How Do You Debate With A Huge Field Of GOP Presidential Candidates?
UPDATE: Fox News says it will limit the number of candidates in the first Republican primary presidential debate in August to 10. The candidates with the highest poll numbers will get invitations.
As the Republican presidential field begins to take shape, the question of how to handle primary debates has already come to the forefront: If there are roughly 20 possible GOP candidates, can you put them all on stage at the same time?
The answer is probably not. Such a large number of debaters would likely render the exercise pointless. Presidential candidates would have very little time to speak, forcing them to revert back to their primal instincts. The moderator would be torn apart. Voters would be entertained, but they’d receive even less substance than usual.

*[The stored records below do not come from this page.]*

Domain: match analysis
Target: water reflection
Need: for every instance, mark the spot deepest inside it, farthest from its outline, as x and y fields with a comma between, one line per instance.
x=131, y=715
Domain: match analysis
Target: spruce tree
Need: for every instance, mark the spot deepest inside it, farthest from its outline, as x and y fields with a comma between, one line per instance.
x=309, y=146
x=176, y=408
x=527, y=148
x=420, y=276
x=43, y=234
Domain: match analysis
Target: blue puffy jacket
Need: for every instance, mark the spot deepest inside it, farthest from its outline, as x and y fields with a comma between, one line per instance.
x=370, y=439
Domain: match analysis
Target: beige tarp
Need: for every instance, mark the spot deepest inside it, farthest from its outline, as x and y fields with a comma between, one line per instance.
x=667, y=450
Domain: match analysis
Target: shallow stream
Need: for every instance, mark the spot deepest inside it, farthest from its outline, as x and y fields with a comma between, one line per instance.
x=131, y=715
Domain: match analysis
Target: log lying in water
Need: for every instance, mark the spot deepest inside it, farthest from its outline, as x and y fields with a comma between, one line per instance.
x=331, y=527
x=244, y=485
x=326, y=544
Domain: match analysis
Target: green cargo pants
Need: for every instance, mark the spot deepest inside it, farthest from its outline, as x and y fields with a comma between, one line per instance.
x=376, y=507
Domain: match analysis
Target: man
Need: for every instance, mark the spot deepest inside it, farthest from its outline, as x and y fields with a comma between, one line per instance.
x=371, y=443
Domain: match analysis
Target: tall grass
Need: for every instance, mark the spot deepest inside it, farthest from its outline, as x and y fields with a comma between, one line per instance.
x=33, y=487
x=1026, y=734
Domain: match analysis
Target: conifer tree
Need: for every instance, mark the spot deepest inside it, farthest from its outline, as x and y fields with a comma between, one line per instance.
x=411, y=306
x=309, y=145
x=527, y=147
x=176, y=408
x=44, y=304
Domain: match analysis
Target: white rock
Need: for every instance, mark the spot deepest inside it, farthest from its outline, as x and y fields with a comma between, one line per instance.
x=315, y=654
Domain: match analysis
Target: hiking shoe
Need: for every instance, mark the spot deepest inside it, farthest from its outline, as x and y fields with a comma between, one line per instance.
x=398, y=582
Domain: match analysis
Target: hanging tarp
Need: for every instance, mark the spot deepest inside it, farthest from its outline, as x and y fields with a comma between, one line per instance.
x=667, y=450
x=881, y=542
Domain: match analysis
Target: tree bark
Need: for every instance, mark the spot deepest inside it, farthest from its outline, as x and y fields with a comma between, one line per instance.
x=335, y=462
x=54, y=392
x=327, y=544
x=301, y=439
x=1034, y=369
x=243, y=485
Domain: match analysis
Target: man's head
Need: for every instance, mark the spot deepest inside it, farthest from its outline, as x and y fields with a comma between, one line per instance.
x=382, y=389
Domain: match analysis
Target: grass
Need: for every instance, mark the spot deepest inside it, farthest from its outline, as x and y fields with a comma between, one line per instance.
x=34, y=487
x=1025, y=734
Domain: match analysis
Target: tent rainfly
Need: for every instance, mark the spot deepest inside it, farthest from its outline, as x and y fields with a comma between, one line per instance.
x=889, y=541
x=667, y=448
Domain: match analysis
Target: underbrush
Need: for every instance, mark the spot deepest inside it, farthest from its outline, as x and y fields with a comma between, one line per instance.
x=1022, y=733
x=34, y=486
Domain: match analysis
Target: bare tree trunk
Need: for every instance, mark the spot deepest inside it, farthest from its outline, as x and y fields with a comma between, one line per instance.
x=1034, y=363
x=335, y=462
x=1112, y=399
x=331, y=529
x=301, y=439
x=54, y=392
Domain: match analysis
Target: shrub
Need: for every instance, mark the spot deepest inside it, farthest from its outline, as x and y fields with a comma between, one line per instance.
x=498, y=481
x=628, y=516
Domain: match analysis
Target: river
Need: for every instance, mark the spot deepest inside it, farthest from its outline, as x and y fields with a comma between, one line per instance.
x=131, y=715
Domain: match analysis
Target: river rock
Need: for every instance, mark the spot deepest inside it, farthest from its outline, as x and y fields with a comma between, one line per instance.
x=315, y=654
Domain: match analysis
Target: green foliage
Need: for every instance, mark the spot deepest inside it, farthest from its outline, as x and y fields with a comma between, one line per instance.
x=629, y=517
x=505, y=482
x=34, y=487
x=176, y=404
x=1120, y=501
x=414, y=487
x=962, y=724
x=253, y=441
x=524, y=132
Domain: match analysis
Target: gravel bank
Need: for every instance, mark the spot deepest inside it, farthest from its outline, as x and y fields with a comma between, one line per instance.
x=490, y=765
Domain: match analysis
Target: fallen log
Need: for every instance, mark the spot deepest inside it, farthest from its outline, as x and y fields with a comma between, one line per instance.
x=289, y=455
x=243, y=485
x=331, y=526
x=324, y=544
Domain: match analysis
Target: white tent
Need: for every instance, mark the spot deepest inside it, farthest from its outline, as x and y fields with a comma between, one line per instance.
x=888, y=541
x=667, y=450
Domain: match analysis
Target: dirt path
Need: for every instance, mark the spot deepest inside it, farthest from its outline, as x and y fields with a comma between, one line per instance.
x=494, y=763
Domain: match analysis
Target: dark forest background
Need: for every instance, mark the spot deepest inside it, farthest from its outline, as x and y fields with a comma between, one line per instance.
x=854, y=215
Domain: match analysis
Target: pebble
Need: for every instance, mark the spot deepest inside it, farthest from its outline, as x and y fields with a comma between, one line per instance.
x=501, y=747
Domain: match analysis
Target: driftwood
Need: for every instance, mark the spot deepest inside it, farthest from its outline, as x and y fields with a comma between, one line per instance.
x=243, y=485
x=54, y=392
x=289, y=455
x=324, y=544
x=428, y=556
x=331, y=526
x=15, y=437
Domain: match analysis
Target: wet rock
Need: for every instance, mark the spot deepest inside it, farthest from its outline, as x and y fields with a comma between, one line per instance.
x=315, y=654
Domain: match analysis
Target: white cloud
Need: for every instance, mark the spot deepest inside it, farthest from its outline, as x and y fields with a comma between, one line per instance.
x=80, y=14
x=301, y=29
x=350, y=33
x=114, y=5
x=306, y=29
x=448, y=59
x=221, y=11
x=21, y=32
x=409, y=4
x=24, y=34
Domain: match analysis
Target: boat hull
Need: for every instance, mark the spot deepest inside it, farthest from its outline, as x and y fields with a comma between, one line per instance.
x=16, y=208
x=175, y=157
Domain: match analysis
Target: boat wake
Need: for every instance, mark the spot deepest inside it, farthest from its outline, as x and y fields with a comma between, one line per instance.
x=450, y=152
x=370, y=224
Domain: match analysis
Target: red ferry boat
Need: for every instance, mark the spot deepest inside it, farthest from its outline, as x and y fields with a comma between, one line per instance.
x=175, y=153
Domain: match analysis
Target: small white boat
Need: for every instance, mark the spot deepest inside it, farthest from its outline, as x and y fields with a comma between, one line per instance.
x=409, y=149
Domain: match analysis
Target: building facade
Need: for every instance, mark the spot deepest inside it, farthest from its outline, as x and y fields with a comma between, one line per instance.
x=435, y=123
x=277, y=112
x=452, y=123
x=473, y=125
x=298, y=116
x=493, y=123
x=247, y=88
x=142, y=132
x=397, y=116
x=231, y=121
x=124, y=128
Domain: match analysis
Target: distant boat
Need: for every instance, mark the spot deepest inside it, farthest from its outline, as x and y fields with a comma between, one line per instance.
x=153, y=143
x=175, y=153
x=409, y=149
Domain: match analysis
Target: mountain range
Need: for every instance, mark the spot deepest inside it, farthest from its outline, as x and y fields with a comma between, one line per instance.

The first primary debate occurred in 1948, between two politicians, Republicans Harold Stassen and Thomas Dewey. According to research compiled by William Benoit, an expert on political communication, over time, the number of candidates clambering for a spot on the stage steadily grew. By the 1984 cycle, when Democrats were trying to dethrone Ronald Reagan, eight candidates took part in the debate. There were more candidates because it took some time for an obvious frontrunner to present himself.
In 2004, when Democrats were trying to field a candidate to take on George W. Bush, 10 of them went head to head in an early debate under those big stage lights, like a Friday night high-school football game in Texas. During the next cycle, in 2008, Republicans set out 10 lecterns for their own contest of wits. But those two years were unsual. During presidential primaries, there have never been more than 10 candidates debating on stage at once.
“A debate is free publicity,” Benoit says. “When no one has a lock on the nomination, more people will participate. It’s a chance to look equal to frontrunners, and maybe overtake them.”